Ladies, go get your mammograms
My son, Thomas Sellers Jr., editor of The Millington Star, has documented the brave battle of women in Millington and Tipton County.
Their tales always made me go to the doctor for my annual checkup, but honestly I never thought I would be in their shoes.
Those women endured pain and suffering. But they also were encouraged by family, friends, their community and a higher power.
I went to get my annual mammogram this year on Aug. 22.
I've been going every year for 14 years. Since I turned 40 I've been getting my mammogram. This year was different because they saw a spot in my right breast. So, they brought me back in for a scheduled second mammogram on Sept. 9.
They sent me a letter right away that I needed to come back. They told me to go see my primary doctor. They made me another appointment. She told me I had a spot in my right breast.

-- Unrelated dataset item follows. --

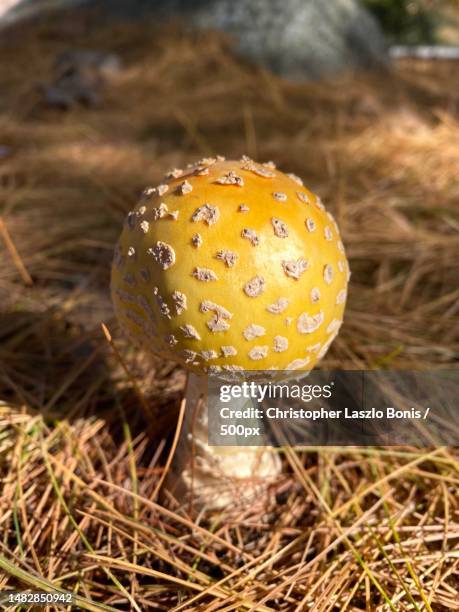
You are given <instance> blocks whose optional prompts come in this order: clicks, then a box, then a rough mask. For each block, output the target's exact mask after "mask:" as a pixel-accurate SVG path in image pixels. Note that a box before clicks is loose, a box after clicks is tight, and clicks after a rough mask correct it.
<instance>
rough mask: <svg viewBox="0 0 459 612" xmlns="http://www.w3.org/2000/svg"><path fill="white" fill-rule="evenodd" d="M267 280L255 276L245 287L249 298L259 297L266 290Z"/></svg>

She felt my breast and didn't feel anything. I always check my breasts once a month. I also didn't feel anything. So, I ended up having to go back for an ultrasound.

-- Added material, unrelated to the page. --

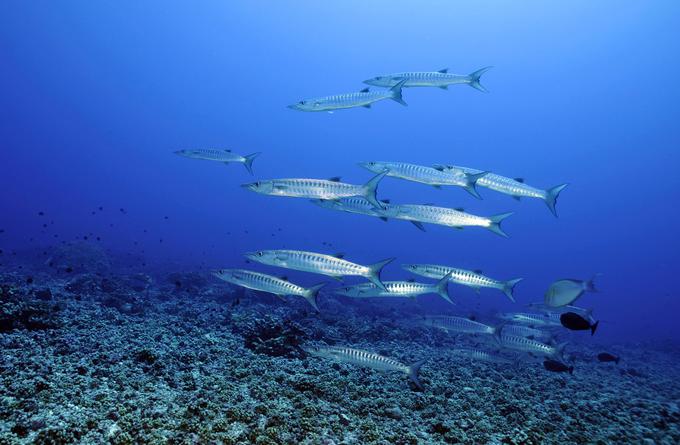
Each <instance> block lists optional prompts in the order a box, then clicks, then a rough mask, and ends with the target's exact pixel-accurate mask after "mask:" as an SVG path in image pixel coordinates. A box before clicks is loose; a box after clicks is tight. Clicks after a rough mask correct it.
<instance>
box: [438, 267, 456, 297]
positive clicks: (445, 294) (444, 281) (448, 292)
mask: <svg viewBox="0 0 680 445" xmlns="http://www.w3.org/2000/svg"><path fill="white" fill-rule="evenodd" d="M452 273H453V272H449V273H448V274H446V276H444V278H442V279H441V280H439V281H437V284H436V285H435V288H436V290H437V294H439V296H440V297H442V298H443V299H444V300H446V301H448V302H449V303H451V304H455V303H454V302H453V301H452V300H451V296H450V295H449V280H450V279H451V274H452Z"/></svg>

I went back the following Wednesday for that ultrasound. They did the ultrasound and it showed there wasn't any cancer. That was a great burden lifted off of me. That was a scare I wouldn't put on anybody.
All this took place at Regional One, the MED. I've been going there for the past 14 years to get my mammogram.
It's very important women go get their mammogram. I can't express that enough to ladies. Please go get your mammogram. If they say (age) 40—go. If you have to go before, please go.
Especially if your family has a history of breast cancer, you need to go before you turn 40. The earliest you can start is 18.
My doctors and their staff have educated me on it. From what they've taught me I do check myself every month. Since my scare I will go every six months for my exam.
It's very important to be educated. So ladies, go get your mammogram and learn. It takes only 15 minutes to do the whole test.
Fifteen minutes is nothing compared to going through a battle for your life, radiation, chemo, losing your hair. All that stuff can be prevented if you check yourself.
The doctors told me since I go so frequently, if I had cancer they would have caught in time. I go like I'm supposed to go. That was a big plus.
I have a friend who is 17 years cancer free. But she was almost in her fourth stage. They got it and she's still living. But her arm is swollen tremendously. It's going to be that way for the rest of her life because they had to take so many of her lymph nodes out. She didn't go get her mammogram. And she was 58 when she got it. Now she's 66. It's very important.
She had a niece who was diagnosed the same time she was. She died and she was only in her 30s. So ladies, go get it.